By Behlol Nawaz
In April, we started a series of posts which showcased some of the top semester projects for an electronics course from a class of Electrical Engineering students. To test the students and get some creative results, the constraint was that each project had to use a Bluetooth module that communicated with a smart phone application.
So far, we have had a look at a device that can make any speaker wireless, a wearable communication device and a car automation system. In this final entry of the series, we will look at another impressive and interesting project, named “Mution”. It lets the user control a music player on his/her phone with hand gestures.
Project name: “Mution”
Students: Ali Athar, Armaghan Ahmed Khan and Azlan Shaukat.
(All students of BEE-4 at SEECS, NUST)
The inspiration for the group working on this project came from the fact that users have to remove gloves during winters in order to do simple things like changing songs or volume of their media player, which might be uncomfortable. If they could shift the operation of a mobile phone from touch to gesture, it would be easier to use in situations where they are wearing gloves or driving. So they started with a music application that could be controlled with hand gestures.
Design and Operation:
Like most other projects, this one also used the RFduino module which has a Bluetooth 4 chip on it. To recognize different gestures that signified different actions, they used an IMU (Inertial Measurement Unit, a combination of an accelerometer and a gyrometer). Both were put on a glove. The RFduino was programmed to decipher the gesture made from the IMU’s data. It would then communicate this to the music player on the smart phone, which would carry out the appropriate operation.
The music player application on the smart phone was purpose built for the project. The reason for this was that accessing the already installed, default music player was not possible and a music player made specifically for this purpose would ensure smoother and more efficient operation.
The group demonstrated control of song selection and volume of the music player application.
Like everyone else, this group was also using the RFduino for the first time and had their fair share of troubles.

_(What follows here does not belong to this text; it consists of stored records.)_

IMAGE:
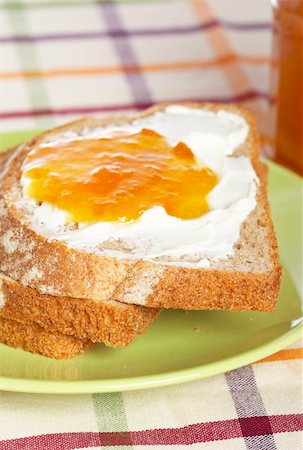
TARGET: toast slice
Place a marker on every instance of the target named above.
(248, 278)
(32, 338)
(113, 323)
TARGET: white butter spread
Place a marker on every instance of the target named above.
(212, 137)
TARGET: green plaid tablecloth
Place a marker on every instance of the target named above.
(60, 59)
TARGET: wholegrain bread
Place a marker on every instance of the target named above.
(113, 323)
(33, 338)
(247, 279)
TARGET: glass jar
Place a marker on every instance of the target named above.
(287, 83)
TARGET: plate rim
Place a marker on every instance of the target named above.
(201, 371)
(36, 386)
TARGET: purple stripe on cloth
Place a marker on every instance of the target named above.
(136, 81)
(146, 32)
(257, 433)
(246, 96)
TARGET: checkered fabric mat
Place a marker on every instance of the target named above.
(61, 59)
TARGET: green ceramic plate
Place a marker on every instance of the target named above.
(180, 346)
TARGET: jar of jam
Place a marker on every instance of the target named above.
(287, 83)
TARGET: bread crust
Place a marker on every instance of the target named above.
(53, 267)
(32, 338)
(115, 324)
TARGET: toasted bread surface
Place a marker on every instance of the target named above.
(113, 323)
(249, 279)
(32, 338)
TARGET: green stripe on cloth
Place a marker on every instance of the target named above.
(51, 4)
(36, 89)
(111, 417)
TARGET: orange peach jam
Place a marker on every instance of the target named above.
(119, 177)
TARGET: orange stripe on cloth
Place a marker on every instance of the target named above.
(181, 65)
(217, 37)
(283, 355)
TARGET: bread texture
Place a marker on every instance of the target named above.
(113, 323)
(247, 280)
(32, 338)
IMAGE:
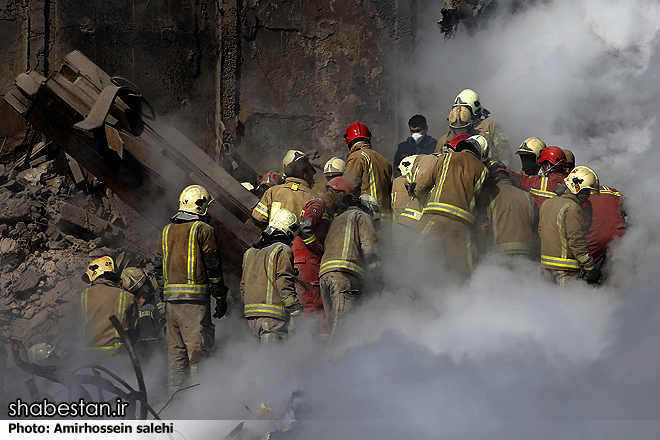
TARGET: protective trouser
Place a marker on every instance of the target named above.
(341, 292)
(190, 335)
(269, 331)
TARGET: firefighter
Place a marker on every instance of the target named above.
(529, 153)
(368, 171)
(334, 167)
(552, 173)
(151, 310)
(498, 141)
(419, 141)
(351, 249)
(102, 299)
(293, 194)
(511, 217)
(308, 248)
(456, 181)
(189, 271)
(562, 228)
(268, 280)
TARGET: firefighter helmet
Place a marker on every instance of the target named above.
(460, 117)
(132, 278)
(533, 146)
(371, 206)
(98, 267)
(195, 199)
(285, 221)
(356, 130)
(39, 351)
(582, 178)
(406, 164)
(340, 183)
(334, 166)
(292, 156)
(554, 155)
(469, 98)
(456, 139)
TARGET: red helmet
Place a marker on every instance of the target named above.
(456, 139)
(357, 130)
(340, 184)
(554, 155)
(270, 178)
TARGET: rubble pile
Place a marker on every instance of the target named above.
(50, 228)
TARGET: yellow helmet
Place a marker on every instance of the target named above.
(469, 98)
(132, 278)
(582, 178)
(195, 199)
(334, 166)
(98, 267)
(459, 117)
(292, 156)
(285, 221)
(531, 145)
(405, 167)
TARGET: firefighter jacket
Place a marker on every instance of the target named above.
(406, 210)
(511, 220)
(369, 173)
(456, 182)
(268, 282)
(541, 188)
(188, 265)
(562, 228)
(606, 219)
(351, 244)
(293, 195)
(410, 147)
(102, 299)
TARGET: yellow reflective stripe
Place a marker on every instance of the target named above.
(331, 265)
(309, 240)
(512, 246)
(191, 252)
(270, 309)
(450, 209)
(547, 260)
(165, 251)
(411, 213)
(262, 209)
(200, 289)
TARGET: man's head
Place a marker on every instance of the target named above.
(418, 127)
(296, 164)
(529, 152)
(335, 167)
(356, 132)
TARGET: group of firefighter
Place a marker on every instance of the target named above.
(454, 199)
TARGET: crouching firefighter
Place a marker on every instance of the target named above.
(268, 283)
(188, 269)
(351, 248)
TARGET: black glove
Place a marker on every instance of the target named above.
(592, 276)
(411, 189)
(220, 308)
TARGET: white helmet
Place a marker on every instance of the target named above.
(285, 221)
(372, 206)
(405, 167)
(469, 98)
(334, 166)
(484, 149)
(582, 178)
(292, 156)
(533, 146)
(195, 199)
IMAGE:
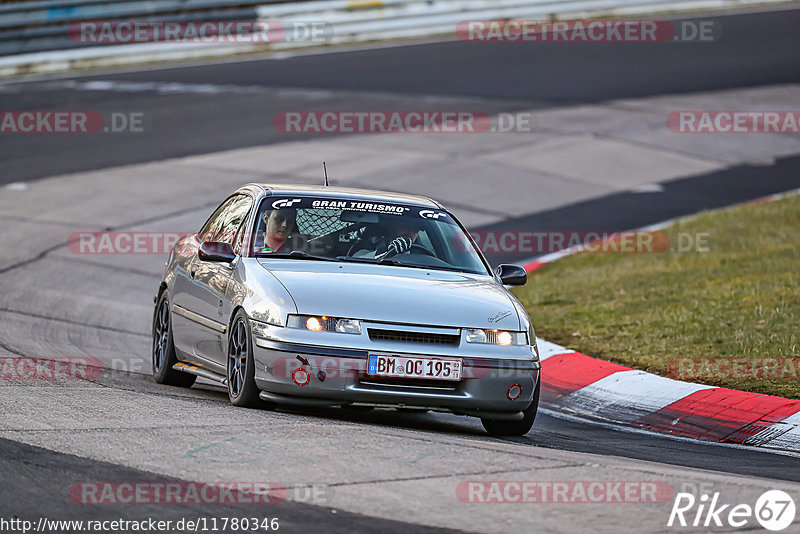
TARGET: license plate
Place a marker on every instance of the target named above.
(403, 367)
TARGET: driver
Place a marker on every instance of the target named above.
(279, 223)
(399, 239)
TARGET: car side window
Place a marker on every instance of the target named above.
(226, 220)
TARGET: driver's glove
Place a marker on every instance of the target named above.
(398, 245)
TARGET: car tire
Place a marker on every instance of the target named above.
(514, 428)
(164, 356)
(241, 370)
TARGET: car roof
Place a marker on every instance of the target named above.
(347, 193)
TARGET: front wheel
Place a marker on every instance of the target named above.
(514, 428)
(164, 356)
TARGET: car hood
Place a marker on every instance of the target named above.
(395, 294)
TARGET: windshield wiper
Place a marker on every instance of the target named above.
(296, 254)
(395, 263)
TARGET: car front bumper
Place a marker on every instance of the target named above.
(337, 376)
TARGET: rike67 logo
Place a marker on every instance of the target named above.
(774, 510)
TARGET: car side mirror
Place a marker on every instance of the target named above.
(512, 275)
(216, 251)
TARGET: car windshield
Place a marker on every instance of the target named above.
(363, 231)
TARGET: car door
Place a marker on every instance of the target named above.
(206, 284)
(184, 322)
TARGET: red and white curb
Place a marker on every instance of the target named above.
(588, 387)
(578, 384)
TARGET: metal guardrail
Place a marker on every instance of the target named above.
(42, 25)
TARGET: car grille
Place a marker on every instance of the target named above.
(408, 383)
(376, 334)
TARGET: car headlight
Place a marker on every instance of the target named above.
(495, 337)
(321, 323)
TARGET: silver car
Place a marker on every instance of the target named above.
(323, 296)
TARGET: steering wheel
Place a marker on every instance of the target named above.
(421, 248)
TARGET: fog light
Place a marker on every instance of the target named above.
(301, 377)
(504, 338)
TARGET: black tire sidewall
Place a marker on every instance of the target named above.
(248, 396)
(161, 375)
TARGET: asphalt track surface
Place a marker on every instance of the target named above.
(755, 49)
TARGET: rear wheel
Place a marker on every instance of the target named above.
(164, 356)
(242, 388)
(497, 427)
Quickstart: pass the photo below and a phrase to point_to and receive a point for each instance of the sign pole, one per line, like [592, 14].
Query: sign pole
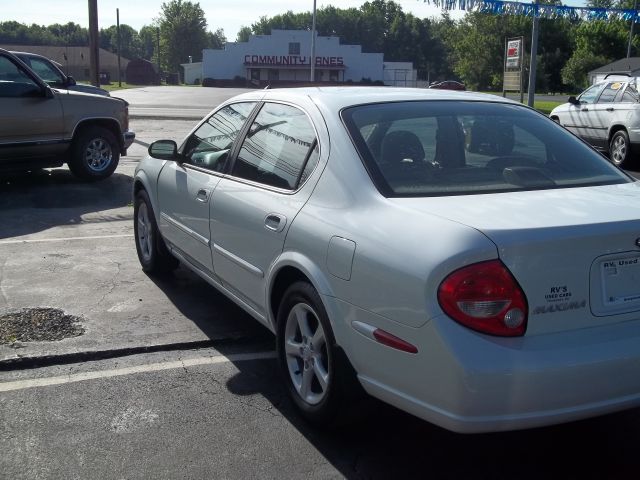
[118, 30]
[534, 54]
[94, 45]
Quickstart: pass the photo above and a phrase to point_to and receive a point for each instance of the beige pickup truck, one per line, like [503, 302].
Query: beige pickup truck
[42, 127]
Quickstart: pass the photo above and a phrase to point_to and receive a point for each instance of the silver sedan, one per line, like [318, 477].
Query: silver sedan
[457, 255]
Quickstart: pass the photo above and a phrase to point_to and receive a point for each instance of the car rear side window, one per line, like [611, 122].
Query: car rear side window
[278, 146]
[609, 92]
[630, 95]
[456, 148]
[14, 82]
[209, 146]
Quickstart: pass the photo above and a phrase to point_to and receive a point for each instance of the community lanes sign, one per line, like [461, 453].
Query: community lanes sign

It was also their first time using an IMU.
One of the problems they mentioned encountering was that they initially used an algorithm for gesture recognition that later turned out to be too crude for their use. Although they had to work out a finer algorithm half way through the project, it eventually had better results.
The newer algorithm utilized running average on the IMU’s data for more reliable data processing, whereas the initial one worked on raw values from the accelerometer and gyroscope.
Although the demonstrated version of the project did everything the group had set out to accomplish, the group thought there was room to improve and extend. For starters, the group wanted to replace the make shift glove with a proper data glove. That would not only be more aesthetically pleasing, but also easier to work with.
Separate from the project, the group has also worked with a smart phone camera and demonstrated its control via gestures.